Prof. Dr. İoanna Kuçuradis’in sohbetlerinde çeşitli vesilelerle dillendirdiği gibi, insan hakları hukuktan önce gelir, hukukun temelini oluşturur. İnsan hakları tartışılmaz, örneğin sana göre, bana göre insan hakkı olmaz. Ama bu konuda her kafadan bir ses çıkıyor. Kılık kıyafete karışmak; el öpme, bacak bacak üstüne atarak oturmama, kahkahayla gülmeme v.b. daha pek çok şekilci adetler saygı adı altında sürdürülüyor. Oysa dürüstlük, sevgi, saygı değişmez. Yaşa bağlı da olmamalıdır. Yine hoca ısrarla vurgular: Düşüncelere saygı olmaz, düşüncenin sahibi insana saygı göstermek gerekir. Ayrıca “bilgide demokrasi yok. Bir kişi bile söylese, eğer bilgi sunuyorsa, yüz kişi onu kabul etmekle mükelleftir.” (“Sen sus, çocuksun” paylamalarını getiriyor akla. Bu yüzden değil midir, çocukken kimimiz pısırıklığı seçmişizdir, kimimiz isyankârlığı?)

Aile içinde eşitliğin sağlanabilmesi, dolayısıyla bireyler arasında sağlıklı bir ilişkinin kurulabilmesi görece olarak çocuk yetiştirmedeki sorunları azaltabilir. Ancak bunun için ebeveynin sorumluluktan önce yetkeci, baskıcı ve köhnemiş olan zihniyetten kurtulması gerekir. Bunun anlamı çocukla arkadaş olmak değildir; ebeveyn konumunu koruyarak bu başarılabilir. Çocuğa zaman ayırma, anlaşma gösterme, onunla dengeli ilişkiler kurma önemlidir. Az önce de değinildiği gibi, ileri teknolojinin damgasını vurduğu 21. yüzyılda, internet kullanımının yaygınlaşmasıyla kullanıcının zaman ve mekândan bağımsızlaşması, bireysel gelişimi, geçmiş dönemlere göre farklılaştırdı; yeni toplumsallık biçimleri yarattı. İnsanlar, internette tanışıp sevgili oluyor, evleniyorlar. Nasıl ki, AVM varsa müşterisi de olacaktır; alışveriş yapma niyeti olmasa bile yeni yetme de zaman geçirmek için AVM’nin cazibesini arayacaktır. Ama hemen ekleyelim; ebeveynin, örneğin sosyal medya kullanımı, dışarıda gezme gibi konularda çocuğuna saat sınırlaması getirmesi hakkıdır, tabii ki korku, şiddet yoluyla değil, ikna yöntemiyle.

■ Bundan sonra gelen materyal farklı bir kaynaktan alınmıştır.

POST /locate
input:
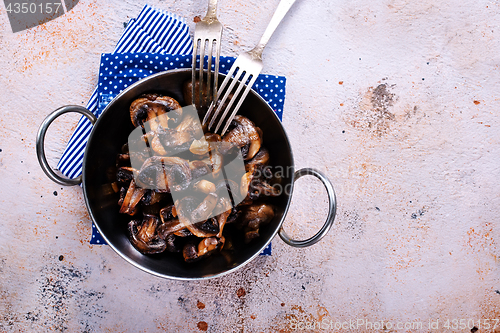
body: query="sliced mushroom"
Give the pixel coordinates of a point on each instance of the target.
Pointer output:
(254, 184)
(191, 125)
(245, 136)
(151, 197)
(172, 245)
(153, 108)
(143, 235)
(123, 160)
(260, 159)
(125, 174)
(174, 141)
(132, 198)
(194, 215)
(168, 213)
(200, 147)
(169, 227)
(165, 174)
(225, 206)
(188, 94)
(216, 161)
(204, 186)
(206, 247)
(204, 209)
(255, 217)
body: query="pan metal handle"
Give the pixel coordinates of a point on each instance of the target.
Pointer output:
(40, 140)
(332, 209)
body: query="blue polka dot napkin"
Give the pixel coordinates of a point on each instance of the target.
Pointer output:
(155, 41)
(118, 71)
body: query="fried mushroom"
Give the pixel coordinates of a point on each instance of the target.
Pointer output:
(165, 174)
(255, 217)
(131, 200)
(245, 136)
(143, 236)
(193, 252)
(153, 108)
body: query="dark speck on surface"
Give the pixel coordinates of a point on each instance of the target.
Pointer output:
(241, 292)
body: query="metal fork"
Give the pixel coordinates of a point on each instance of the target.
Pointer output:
(207, 31)
(245, 70)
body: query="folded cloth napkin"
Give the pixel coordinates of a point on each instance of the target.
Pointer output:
(154, 42)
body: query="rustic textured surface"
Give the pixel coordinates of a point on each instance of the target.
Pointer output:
(397, 101)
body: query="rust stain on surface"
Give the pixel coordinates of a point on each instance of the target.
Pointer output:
(202, 326)
(373, 114)
(241, 292)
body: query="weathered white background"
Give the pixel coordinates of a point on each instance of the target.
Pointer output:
(397, 101)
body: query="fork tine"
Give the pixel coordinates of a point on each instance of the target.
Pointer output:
(193, 71)
(213, 105)
(216, 72)
(223, 100)
(209, 71)
(240, 101)
(200, 77)
(235, 97)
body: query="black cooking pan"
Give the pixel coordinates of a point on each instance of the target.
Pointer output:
(111, 131)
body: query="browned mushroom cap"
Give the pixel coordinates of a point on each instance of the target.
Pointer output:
(216, 161)
(132, 198)
(205, 144)
(243, 135)
(225, 206)
(168, 213)
(174, 141)
(203, 249)
(204, 209)
(172, 244)
(254, 184)
(204, 186)
(169, 227)
(256, 216)
(123, 160)
(125, 174)
(152, 107)
(188, 93)
(190, 124)
(194, 215)
(143, 235)
(165, 174)
(151, 197)
(199, 169)
(260, 159)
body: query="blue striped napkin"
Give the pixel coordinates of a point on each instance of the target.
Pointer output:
(153, 42)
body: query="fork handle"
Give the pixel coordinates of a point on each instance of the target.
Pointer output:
(212, 9)
(278, 16)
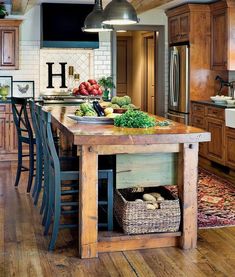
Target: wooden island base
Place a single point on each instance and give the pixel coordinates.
(107, 139)
(111, 241)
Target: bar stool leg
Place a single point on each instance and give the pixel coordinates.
(31, 167)
(19, 166)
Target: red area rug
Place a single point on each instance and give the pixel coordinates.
(216, 201)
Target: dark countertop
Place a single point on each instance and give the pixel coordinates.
(210, 103)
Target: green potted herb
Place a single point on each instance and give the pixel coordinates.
(107, 84)
(3, 11)
(4, 91)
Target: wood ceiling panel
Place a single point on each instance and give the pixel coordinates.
(144, 5)
(19, 6)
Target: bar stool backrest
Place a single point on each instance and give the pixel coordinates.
(35, 122)
(21, 119)
(48, 142)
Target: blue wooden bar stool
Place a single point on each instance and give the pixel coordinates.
(61, 195)
(24, 135)
(39, 153)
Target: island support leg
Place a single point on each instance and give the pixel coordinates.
(88, 203)
(187, 184)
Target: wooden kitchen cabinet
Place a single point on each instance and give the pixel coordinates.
(179, 28)
(191, 24)
(9, 47)
(223, 35)
(230, 147)
(221, 148)
(198, 120)
(215, 149)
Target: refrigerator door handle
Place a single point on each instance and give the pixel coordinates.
(174, 78)
(179, 116)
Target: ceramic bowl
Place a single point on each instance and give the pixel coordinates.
(230, 101)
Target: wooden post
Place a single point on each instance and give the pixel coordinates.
(187, 185)
(88, 202)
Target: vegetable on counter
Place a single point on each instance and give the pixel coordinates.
(135, 119)
(85, 109)
(123, 102)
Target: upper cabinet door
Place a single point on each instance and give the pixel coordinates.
(184, 27)
(173, 29)
(223, 35)
(219, 40)
(179, 28)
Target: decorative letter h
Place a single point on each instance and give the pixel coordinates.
(51, 75)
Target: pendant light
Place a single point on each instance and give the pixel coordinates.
(120, 12)
(94, 20)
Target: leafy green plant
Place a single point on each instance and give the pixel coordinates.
(3, 11)
(106, 82)
(134, 119)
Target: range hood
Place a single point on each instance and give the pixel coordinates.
(62, 23)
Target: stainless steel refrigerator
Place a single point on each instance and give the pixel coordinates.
(178, 98)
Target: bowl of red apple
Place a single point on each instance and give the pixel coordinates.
(89, 88)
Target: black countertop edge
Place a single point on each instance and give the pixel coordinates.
(210, 103)
(8, 101)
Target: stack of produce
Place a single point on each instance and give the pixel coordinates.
(152, 200)
(91, 87)
(85, 109)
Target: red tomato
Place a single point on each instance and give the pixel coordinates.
(100, 92)
(89, 89)
(95, 86)
(92, 81)
(83, 92)
(82, 86)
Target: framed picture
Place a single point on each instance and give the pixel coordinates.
(24, 89)
(6, 81)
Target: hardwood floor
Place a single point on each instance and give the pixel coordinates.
(23, 248)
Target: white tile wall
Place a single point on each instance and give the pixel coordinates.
(88, 63)
(231, 76)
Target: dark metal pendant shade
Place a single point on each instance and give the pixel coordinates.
(94, 20)
(120, 12)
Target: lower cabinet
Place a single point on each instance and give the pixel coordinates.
(198, 121)
(215, 148)
(221, 148)
(230, 147)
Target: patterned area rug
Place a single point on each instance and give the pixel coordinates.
(216, 201)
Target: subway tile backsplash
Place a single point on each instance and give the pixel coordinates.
(88, 63)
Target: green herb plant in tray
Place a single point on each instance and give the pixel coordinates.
(135, 119)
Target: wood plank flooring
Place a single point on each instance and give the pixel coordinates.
(23, 248)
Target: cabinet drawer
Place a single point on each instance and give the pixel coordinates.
(215, 112)
(198, 122)
(3, 108)
(198, 109)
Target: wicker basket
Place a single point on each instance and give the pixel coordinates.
(135, 218)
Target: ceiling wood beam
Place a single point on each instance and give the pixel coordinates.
(145, 5)
(19, 6)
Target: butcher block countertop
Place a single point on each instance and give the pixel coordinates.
(96, 139)
(97, 134)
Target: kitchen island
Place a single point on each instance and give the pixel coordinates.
(95, 139)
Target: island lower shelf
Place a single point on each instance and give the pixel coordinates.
(117, 241)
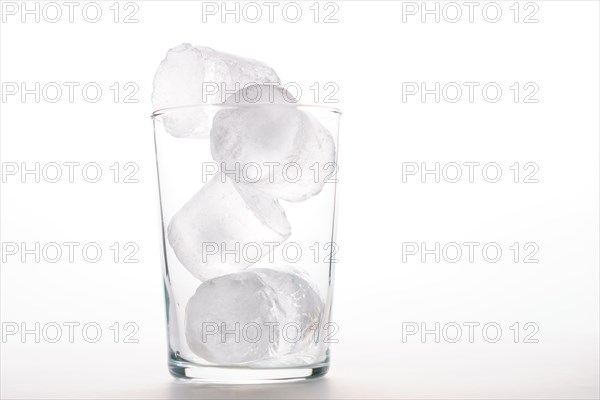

Öte yandan medyada sınıf ve cinsiyet ayrımı yapmaksızın Z kuşağı adıyla anılan, sayıları hayli yüksek (7.5 milyon deniyor), önümüzdeki seçimlerde oy kullanacak oldukları için daha şimdiden iktidar ve muhalefet partileri arasında paylaşılamayan gençlerin örf, âdet, gelenek, kural, yasak , didaktik söylem, öğüt v.b. engelleyiciler karşısında geri adım atmadıkları iddia ediliyor. İnternet ve sosyal medya kuşağının bir özelliği olarak günümüzün siyaset dünyasıyla ilgilenmiyorlar; baskıya, dayatmaya gelemiyorlar; tepkileri aşırıya kaçabiliyor. Bunlar da iddialar arasında. Anlaşılan özgürlük anlayışları da çağın damgasını taşıyor. İddialar arasında özgürlüğün sınıfsal ve politik bir mesele olduğunu savunup savunmadıkları konusunda bir bilgiye rastlanmıyor.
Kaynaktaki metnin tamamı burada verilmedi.